By JOANNA KLINK
What have you, in such indignation, become. Dusty—
a vaulted interior echoing with air, envy, blood.
Vanity’s steady hum. Each wrong done to you
a gate that opens forever into storm. Farewell to cobwebs
swept with water-lights. Farewell to children who smile off
into the distance. They are clouds. They are the opposite
of hunger. Their small bodies packed with pranks,
fishbones and summer leaves, the bottle-green insects
flickering over a creekbed which is no more than a poster
tacked to a wall. At night, the creek lures animals
to drink. It drinks all the stars.
* * *
The birds have disappeared into trees, a troubling quiet.
You feel the loose mirrors around you, a forest of
water. Lakes sway in your chest. Will you starve
in such drench and coldness, be choked with distaste?
You could stand here for hours and then turn to
storm—sheer refusal and will. You could collapse
into fear and draw back into foam. These sheets of rain
are fences and crops, deeds, statues, ponds.
They are things you can’t change. Things you can’t say.
* * *
If you have grieved you have loved. Twinned,
like the sun’s thread-corona, the moon’s deepening
pearl. These violent deaths of stars an expanse
through which everything moves—lights thrown
from collapse. You are coastal, throatless,
roaming through people who hold tight then let go.

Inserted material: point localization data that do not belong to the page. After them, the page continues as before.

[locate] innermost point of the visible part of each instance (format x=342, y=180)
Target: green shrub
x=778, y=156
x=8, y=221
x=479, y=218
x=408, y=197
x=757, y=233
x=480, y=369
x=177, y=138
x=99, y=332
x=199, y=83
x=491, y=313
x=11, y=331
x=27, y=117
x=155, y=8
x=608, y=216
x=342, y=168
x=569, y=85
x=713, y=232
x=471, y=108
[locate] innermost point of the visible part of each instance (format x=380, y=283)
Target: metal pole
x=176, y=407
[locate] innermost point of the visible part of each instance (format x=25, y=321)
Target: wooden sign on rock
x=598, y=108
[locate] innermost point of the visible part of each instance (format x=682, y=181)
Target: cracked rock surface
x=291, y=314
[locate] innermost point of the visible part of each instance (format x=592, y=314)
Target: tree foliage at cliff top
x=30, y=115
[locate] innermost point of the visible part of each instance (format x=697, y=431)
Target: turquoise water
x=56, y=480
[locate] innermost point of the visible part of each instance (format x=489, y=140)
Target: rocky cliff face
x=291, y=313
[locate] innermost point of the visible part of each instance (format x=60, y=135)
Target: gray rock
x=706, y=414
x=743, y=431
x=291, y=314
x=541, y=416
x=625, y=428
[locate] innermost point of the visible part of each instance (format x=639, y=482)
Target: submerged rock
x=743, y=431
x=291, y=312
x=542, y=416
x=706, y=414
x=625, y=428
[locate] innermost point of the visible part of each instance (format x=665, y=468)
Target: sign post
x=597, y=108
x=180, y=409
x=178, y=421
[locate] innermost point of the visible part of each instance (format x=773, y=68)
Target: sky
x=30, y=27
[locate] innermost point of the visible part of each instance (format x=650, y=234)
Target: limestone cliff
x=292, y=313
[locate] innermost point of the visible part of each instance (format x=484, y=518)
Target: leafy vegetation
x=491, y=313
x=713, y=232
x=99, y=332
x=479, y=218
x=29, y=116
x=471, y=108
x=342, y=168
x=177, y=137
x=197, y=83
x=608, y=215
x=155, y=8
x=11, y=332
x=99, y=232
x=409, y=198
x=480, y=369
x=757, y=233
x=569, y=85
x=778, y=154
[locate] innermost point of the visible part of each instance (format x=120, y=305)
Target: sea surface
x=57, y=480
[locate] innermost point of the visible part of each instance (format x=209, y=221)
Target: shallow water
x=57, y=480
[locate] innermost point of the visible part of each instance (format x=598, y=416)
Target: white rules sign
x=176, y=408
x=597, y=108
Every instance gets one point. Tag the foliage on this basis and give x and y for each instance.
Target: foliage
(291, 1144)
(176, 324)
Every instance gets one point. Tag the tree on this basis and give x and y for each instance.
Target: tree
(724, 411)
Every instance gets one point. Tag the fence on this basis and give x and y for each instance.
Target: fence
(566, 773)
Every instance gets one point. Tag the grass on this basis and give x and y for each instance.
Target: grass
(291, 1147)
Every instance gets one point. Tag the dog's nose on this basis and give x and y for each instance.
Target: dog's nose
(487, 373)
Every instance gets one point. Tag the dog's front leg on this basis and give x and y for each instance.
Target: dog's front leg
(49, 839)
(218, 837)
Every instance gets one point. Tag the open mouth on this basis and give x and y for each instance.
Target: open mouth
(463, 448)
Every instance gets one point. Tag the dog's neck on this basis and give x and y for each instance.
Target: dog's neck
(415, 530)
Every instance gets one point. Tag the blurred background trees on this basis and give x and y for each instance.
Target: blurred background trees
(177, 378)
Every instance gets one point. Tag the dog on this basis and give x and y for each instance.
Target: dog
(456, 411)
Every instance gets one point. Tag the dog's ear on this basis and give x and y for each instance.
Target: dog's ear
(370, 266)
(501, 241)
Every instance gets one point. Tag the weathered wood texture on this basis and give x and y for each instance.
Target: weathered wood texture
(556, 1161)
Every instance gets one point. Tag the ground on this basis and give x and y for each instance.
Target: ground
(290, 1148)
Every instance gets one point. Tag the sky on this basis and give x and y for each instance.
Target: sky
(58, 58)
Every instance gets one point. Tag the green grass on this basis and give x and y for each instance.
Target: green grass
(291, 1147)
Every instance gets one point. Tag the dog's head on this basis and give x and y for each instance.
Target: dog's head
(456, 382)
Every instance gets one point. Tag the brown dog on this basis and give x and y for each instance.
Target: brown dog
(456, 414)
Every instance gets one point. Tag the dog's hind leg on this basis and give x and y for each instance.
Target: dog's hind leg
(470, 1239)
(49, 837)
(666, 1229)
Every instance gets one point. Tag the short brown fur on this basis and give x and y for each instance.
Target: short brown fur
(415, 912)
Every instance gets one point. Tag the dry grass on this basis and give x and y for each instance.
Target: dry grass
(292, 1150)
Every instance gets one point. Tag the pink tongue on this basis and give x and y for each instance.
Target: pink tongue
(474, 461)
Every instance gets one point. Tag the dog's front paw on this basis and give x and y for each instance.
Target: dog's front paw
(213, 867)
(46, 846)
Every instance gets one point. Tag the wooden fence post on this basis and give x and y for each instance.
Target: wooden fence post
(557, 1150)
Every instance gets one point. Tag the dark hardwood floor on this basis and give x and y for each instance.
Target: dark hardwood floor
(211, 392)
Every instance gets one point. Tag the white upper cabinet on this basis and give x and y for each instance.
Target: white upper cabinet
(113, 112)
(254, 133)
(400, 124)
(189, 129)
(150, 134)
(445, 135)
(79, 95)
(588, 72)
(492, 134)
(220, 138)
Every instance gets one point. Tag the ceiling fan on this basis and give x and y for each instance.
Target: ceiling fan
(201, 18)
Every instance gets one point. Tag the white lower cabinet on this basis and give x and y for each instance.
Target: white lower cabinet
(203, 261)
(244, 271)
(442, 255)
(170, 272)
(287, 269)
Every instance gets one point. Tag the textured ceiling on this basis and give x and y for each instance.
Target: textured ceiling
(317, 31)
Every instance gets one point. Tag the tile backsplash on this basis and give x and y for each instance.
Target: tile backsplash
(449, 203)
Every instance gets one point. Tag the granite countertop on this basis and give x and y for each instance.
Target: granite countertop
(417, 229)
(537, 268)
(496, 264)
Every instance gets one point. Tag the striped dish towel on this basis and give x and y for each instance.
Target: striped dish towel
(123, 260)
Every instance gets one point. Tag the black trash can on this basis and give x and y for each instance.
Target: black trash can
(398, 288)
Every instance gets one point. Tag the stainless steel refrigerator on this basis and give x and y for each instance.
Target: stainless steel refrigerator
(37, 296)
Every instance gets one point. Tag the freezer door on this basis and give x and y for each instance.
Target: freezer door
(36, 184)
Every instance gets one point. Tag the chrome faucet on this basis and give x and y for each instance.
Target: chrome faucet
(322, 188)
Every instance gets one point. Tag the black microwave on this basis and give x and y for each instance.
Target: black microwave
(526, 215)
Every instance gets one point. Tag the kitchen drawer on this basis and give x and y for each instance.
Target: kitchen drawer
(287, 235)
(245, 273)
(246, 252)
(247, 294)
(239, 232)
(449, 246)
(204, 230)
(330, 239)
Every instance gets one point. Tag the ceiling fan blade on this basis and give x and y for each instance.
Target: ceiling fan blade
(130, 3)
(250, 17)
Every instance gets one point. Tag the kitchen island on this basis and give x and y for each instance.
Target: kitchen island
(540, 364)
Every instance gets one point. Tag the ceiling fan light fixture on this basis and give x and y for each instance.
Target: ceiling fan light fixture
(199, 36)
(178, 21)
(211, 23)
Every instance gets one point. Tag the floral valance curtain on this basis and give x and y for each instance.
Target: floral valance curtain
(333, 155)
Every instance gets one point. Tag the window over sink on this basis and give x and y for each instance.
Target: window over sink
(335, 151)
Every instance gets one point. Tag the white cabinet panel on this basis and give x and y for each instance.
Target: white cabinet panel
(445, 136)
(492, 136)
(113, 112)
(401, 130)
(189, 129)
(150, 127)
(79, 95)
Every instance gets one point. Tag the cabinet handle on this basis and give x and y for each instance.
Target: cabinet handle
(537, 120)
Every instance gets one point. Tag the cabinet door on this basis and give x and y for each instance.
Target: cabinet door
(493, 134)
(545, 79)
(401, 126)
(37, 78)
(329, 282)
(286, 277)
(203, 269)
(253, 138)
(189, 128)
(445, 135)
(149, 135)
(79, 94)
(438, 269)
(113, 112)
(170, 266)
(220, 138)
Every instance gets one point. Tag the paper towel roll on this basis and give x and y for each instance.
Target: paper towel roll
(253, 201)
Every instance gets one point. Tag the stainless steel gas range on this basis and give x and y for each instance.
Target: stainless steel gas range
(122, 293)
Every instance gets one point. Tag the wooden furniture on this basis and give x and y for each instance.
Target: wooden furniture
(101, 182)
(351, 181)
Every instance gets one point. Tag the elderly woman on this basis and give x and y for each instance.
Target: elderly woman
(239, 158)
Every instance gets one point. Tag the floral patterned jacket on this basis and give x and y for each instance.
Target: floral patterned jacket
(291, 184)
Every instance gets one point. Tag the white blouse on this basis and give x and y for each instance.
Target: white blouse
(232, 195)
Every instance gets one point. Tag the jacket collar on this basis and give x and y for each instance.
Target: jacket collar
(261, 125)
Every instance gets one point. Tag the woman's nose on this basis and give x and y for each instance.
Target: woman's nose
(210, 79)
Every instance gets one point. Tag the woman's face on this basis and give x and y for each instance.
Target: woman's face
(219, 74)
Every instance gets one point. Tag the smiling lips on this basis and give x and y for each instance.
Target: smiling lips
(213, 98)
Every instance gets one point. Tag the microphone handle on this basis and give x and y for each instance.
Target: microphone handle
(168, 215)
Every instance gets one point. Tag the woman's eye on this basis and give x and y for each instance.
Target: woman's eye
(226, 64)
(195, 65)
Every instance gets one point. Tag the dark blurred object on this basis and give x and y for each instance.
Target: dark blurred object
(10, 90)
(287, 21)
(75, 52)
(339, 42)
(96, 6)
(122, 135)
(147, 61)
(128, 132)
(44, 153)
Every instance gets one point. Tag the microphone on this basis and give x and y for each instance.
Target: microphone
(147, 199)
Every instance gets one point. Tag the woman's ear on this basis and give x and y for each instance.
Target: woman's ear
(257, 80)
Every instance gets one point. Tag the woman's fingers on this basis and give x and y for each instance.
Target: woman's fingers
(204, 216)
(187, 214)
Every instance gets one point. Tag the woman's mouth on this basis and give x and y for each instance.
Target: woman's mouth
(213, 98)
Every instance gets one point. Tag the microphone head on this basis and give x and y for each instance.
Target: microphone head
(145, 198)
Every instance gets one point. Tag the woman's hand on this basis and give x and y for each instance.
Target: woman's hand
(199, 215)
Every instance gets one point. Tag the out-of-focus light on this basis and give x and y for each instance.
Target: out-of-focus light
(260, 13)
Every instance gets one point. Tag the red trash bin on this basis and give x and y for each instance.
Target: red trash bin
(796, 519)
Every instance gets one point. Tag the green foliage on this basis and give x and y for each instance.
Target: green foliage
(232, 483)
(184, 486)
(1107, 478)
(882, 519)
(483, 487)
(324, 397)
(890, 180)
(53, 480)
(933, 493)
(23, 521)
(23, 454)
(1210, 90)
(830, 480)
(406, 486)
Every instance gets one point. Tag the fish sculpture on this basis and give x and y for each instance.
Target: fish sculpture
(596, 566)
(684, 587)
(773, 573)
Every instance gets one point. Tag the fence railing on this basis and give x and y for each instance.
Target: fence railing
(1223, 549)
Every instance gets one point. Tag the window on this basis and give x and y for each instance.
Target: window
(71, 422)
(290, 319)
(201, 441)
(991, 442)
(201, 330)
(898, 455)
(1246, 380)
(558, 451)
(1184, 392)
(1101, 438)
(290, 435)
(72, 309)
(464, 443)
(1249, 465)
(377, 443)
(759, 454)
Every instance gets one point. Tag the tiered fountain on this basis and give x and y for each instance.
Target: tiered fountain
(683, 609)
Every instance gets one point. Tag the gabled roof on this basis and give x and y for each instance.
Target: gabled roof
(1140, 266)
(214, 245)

You are the blue forest through which sunbeams
sweep. And you are nothing but actions of the loom
threading aster and hunger. You are nothing but roads
interrupted by wheels. What will be left in us
but pure admiration? Dust released into night.
* * *
You are unscathed. The delicate grasslands
have thinned to pure sound traveling across miles
of white dust. The rustling of stalks and small wings
into incandescent violet air. The wrongs done to you
are nothing, every sign is a proof—your feet locked
to the cinder crater, your arms thrown open in vast
magnetic charge. You are pure flute, pure iron and luster,
you are the swinging lights of the deep drawn to surface
coolness. You have become everything you needed
to become, without regret speech or movement.
There is only night falling. There is no chance of error.
Joanna Klink is the author of four books of poetry. Her poems have appeared in many anthologies, including Resistance, Rebellion, Life: 50 Poems Now and The Penguin Anthology of Twentieth-Century American Poetry. She has received awards and fellowships from The Rona Jaffe Foundation, the American Academy of Arts and Letters, and the Trust of Amy Lowell. Her new book is forthcoming from Penguin in 2020. It includes a sequence of poems called Night Sky, based on the chambers of James Turrell’s Roden Crater.